Journée mondiale de l’alimentation : Le Système des Nations Unies s’engage aux côtés du Togo pour éliminer la faim d’ici 2030
Chaque année, le 16 octobre, l’Organisation des Nations Unies (ONU) et ses Etats membres commémorent la journée mondiale de l’alimentation, date de la création en 1945 de l’Organisation des Nations Unies pour l’Alimentation et l’Agriculture (FAO). Au Togo, cette célébration a été marquée le 16 octobre dernier, à travers une exposition des produits agroalimentaires locaux transformés, à la place FAO, à Lomé.
Présente au Togo depuis 40 ans, la collaboration entre la FAO, les pouvoirs publics et les organisations non-gouvernementales a permis de mobiliser et de mettre en œuvre des interventions structurantes ayant permis entre autres, de renforcer la recherche agronomique ; d’améliorer la surveillance épidémiologique animale ; de promouvoir la conservation des ressources naturelles avec des actions de conservation des sols, de reboisements et de d’aménagements forestiers ; de mettre en place et d’organiser le réseau des chambres d’agriculture ; de structurer les filières comme la pêche et l’aquaculture et de valoriser la transformation agroalimentaire locale.
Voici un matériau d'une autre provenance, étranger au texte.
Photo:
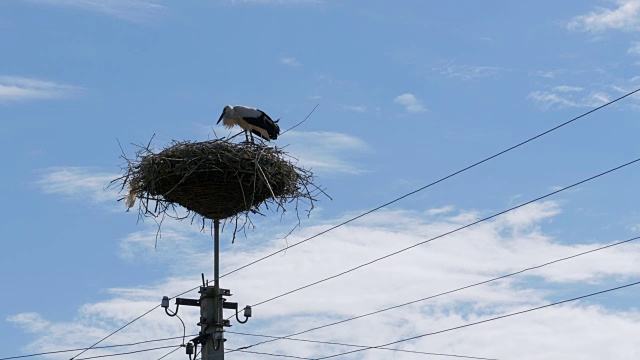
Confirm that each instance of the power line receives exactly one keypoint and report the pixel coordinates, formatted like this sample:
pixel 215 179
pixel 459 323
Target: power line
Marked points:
pixel 433 183
pixel 381 206
pixel 95 347
pixel 276 355
pixel 451 291
pixel 125 325
pixel 443 235
pixel 170 352
pixel 484 321
pixel 128 353
pixel 389 203
pixel 359 346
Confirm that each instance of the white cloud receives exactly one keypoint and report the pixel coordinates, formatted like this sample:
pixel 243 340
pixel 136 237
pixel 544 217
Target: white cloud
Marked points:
pixel 78 183
pixel 13 88
pixel 325 151
pixel 290 61
pixel 625 17
pixel 634 49
pixel 575 330
pixel 132 10
pixel 276 2
pixel 356 108
pixel 546 74
pixel 563 97
pixel 440 211
pixel 410 103
pixel 468 72
pixel 566 88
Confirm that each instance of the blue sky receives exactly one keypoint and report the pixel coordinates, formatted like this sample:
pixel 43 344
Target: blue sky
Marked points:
pixel 408 92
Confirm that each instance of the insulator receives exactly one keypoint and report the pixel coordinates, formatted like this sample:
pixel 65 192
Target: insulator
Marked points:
pixel 247 311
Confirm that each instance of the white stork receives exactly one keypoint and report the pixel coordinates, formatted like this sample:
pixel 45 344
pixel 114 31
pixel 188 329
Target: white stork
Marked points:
pixel 252 120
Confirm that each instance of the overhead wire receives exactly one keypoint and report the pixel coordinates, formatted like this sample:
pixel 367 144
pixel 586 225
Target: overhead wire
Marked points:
pixel 288 337
pixel 127 324
pixel 444 234
pixel 484 321
pixel 127 353
pixel 96 348
pixel 381 206
pixel 432 183
pixel 360 346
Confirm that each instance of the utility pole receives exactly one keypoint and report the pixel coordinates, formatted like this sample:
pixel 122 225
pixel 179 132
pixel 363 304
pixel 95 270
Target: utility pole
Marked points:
pixel 212 302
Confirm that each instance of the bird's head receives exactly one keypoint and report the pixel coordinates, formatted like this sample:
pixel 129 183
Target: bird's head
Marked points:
pixel 227 110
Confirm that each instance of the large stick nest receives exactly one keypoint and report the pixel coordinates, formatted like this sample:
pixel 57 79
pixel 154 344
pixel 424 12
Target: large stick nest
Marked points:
pixel 216 179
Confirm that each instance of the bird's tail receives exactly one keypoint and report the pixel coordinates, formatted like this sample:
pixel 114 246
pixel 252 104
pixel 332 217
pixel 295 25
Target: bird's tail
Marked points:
pixel 130 199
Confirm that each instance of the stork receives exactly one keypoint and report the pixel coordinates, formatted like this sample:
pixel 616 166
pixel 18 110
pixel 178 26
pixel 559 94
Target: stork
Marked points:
pixel 252 120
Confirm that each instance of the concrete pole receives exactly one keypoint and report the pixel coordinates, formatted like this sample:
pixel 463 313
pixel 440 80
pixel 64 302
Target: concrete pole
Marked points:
pixel 211 307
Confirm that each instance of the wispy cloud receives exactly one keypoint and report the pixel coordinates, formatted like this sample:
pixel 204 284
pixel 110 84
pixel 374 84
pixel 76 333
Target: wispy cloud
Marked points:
pixel 290 61
pixel 478 254
pixel 13 88
pixel 634 48
pixel 625 17
pixel 468 72
pixel 131 10
pixel 567 88
pixel 410 103
pixel 78 183
pixel 547 74
pixel 276 2
pixel 327 152
pixel 567 96
pixel 356 108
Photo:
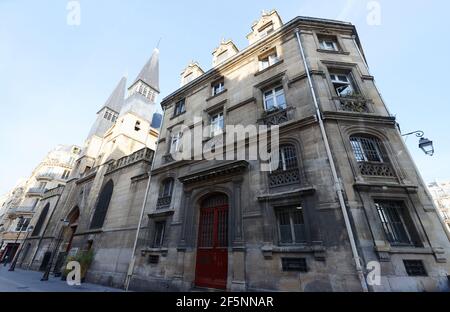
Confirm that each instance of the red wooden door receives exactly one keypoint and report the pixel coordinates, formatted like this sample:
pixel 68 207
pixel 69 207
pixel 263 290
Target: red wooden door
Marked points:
pixel 212 249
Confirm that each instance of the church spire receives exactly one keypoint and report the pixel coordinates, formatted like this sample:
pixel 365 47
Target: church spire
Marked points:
pixel 149 74
pixel 116 99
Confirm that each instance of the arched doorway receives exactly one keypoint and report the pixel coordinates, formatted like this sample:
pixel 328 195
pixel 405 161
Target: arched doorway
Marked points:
pixel 212 244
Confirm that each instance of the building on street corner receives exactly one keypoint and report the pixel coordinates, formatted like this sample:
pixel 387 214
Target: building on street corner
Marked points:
pixel 161 205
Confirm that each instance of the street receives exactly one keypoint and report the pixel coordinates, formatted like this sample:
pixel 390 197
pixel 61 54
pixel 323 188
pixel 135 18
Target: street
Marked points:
pixel 30 281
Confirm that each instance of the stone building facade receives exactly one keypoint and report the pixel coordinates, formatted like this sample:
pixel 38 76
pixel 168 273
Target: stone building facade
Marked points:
pixel 440 191
pixel 21 203
pixel 226 224
pixel 99 208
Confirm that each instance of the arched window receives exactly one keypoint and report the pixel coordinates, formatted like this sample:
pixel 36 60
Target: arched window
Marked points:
pixel 41 220
pixel 102 205
pixel 288 170
pixel 371 156
pixel 165 193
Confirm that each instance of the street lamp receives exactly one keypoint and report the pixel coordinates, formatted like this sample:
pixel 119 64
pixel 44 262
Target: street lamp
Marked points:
pixel 425 144
pixel 13 264
pixel 65 223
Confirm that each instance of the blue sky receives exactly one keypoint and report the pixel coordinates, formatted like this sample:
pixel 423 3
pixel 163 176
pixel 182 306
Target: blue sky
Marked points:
pixel 55 77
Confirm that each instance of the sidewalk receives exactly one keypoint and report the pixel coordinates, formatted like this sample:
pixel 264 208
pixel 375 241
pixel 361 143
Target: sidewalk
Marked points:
pixel 30 281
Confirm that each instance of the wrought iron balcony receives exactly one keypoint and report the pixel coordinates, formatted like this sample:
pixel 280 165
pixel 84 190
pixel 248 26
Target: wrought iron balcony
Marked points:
pixel 284 177
pixel 39 191
pixel 45 176
pixel 354 104
pixel 164 202
pixel 277 117
pixel 143 154
pixel 376 169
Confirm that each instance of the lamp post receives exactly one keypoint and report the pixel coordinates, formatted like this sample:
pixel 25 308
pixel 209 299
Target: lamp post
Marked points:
pixel 16 257
pixel 425 144
pixel 65 223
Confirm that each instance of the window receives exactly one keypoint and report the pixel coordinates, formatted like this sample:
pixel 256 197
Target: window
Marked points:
pixel 218 87
pixel 294 264
pixel 102 206
pixel 179 107
pixel 159 234
pixel 343 84
pixel 176 144
pixel 268 59
pixel 266 30
pixel 216 124
pixel 274 98
pixel 137 126
pixel 288 158
pixel 395 222
pixel 291 225
pixel 366 149
pixel 22 224
pixel 328 43
pixel 415 268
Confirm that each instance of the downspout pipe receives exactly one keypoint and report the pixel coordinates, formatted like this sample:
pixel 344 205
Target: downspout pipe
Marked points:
pixel 141 217
pixel 336 179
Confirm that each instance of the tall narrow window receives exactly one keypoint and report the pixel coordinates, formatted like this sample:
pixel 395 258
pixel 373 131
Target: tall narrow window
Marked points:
pixel 274 98
pixel 291 225
pixel 366 149
pixel 268 59
pixel 395 221
pixel 165 193
pixel 218 87
pixel 343 84
pixel 179 107
pixel 328 43
pixel 216 124
pixel 102 206
pixel 41 220
pixel 176 142
pixel 159 234
pixel 288 171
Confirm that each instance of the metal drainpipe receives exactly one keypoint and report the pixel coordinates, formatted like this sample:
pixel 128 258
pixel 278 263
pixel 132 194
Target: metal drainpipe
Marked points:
pixel 419 175
pixel 133 256
pixel 337 182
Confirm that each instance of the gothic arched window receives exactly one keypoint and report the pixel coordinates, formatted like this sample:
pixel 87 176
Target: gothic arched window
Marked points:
pixel 102 205
pixel 41 220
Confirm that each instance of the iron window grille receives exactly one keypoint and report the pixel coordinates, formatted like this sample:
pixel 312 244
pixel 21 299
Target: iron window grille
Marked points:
pixel 291 226
pixel 159 234
pixel 415 268
pixel 294 264
pixel 180 107
pixel 393 219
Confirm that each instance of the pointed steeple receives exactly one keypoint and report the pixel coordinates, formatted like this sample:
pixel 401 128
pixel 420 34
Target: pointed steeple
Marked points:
pixel 150 72
pixel 117 98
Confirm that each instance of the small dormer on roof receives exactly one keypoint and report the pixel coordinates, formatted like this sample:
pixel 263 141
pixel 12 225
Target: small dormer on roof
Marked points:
pixel 192 71
pixel 225 50
pixel 268 23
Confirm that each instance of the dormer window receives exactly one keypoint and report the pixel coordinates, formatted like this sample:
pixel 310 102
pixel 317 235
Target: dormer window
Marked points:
pixel 268 59
pixel 266 30
pixel 137 126
pixel 328 43
pixel 218 87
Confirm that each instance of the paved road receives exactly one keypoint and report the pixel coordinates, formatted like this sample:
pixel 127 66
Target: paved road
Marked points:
pixel 30 281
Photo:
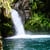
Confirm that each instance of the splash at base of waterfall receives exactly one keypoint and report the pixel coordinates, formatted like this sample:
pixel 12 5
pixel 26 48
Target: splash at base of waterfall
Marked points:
pixel 28 36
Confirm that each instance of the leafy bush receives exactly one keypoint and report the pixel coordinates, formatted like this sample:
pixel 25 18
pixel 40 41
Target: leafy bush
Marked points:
pixel 39 21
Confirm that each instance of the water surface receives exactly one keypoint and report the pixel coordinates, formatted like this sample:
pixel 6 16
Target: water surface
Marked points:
pixel 27 44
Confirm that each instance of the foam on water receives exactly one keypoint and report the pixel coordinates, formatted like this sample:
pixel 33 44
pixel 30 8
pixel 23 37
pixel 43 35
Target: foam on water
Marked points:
pixel 20 32
pixel 29 36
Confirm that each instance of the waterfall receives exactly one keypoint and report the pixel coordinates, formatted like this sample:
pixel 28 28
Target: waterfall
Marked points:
pixel 17 23
pixel 19 29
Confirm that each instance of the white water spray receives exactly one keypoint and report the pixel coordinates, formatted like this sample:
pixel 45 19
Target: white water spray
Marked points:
pixel 20 32
pixel 17 23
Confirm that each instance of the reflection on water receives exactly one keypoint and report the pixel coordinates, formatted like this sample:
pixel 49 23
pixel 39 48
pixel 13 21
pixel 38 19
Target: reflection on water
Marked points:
pixel 27 44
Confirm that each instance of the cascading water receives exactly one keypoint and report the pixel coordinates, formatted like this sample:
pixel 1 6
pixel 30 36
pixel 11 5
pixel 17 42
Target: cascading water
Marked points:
pixel 17 23
pixel 20 32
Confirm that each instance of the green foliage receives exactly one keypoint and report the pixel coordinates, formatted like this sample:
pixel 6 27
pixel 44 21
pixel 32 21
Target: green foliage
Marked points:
pixel 5 20
pixel 6 4
pixel 39 21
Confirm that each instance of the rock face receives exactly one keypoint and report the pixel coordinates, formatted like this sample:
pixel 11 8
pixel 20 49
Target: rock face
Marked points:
pixel 23 7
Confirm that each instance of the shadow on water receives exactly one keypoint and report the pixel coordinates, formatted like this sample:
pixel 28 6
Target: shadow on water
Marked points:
pixel 27 44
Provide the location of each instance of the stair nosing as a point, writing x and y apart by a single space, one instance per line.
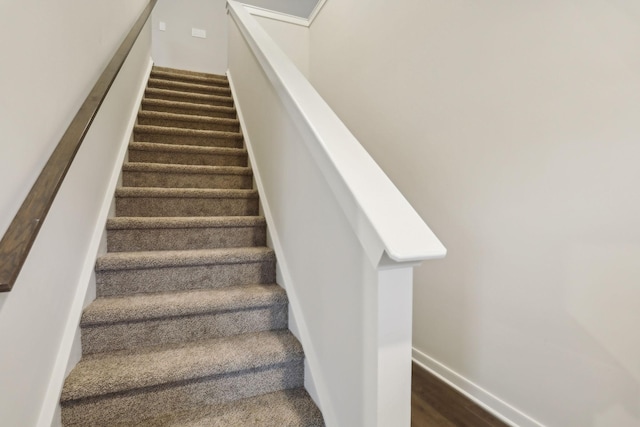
186 148
161 305
186 193
187 105
182 94
140 260
158 83
183 365
173 168
192 118
176 131
138 223
180 72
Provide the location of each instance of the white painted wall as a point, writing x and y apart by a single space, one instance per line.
514 130
177 48
300 8
292 39
46 74
345 238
« En ce qui concerne la transformation locale en particulier, il y a, par exemple un projet soutenu par la FAO et visant à appuyer les femmes transformatrices des produits agricoles. Ce projet a permis d’accroitre le nombre des unités de transformation alimentaire détenues par des femmes appliquant les bonnes pratiques d’hygiène et de fabrication. Aujourd’hui, plus de 600 produits agricoles différents, transformés localement, venant de près de 150 fournisseurs, sont sur les marchés et dans les superettes, dans des conditionnements qui n’ont rien à envier aux produits importés », a fait savoir le coordonnateur résident du Système des Nations Unies au Togo, M. Damien Mama.

Selon lui, au Togo, comme dans le reste du monde, la faim a reculé au cours de la première décennie des années 2000.
« Grace aux politiques mises en œuvre dans le cadre de ses différents plans de développement, la prévalence de la sous-alimentation est passée de 26 % de la population en 2005, à 16, 2 % en 2018 », a-t-il révélé.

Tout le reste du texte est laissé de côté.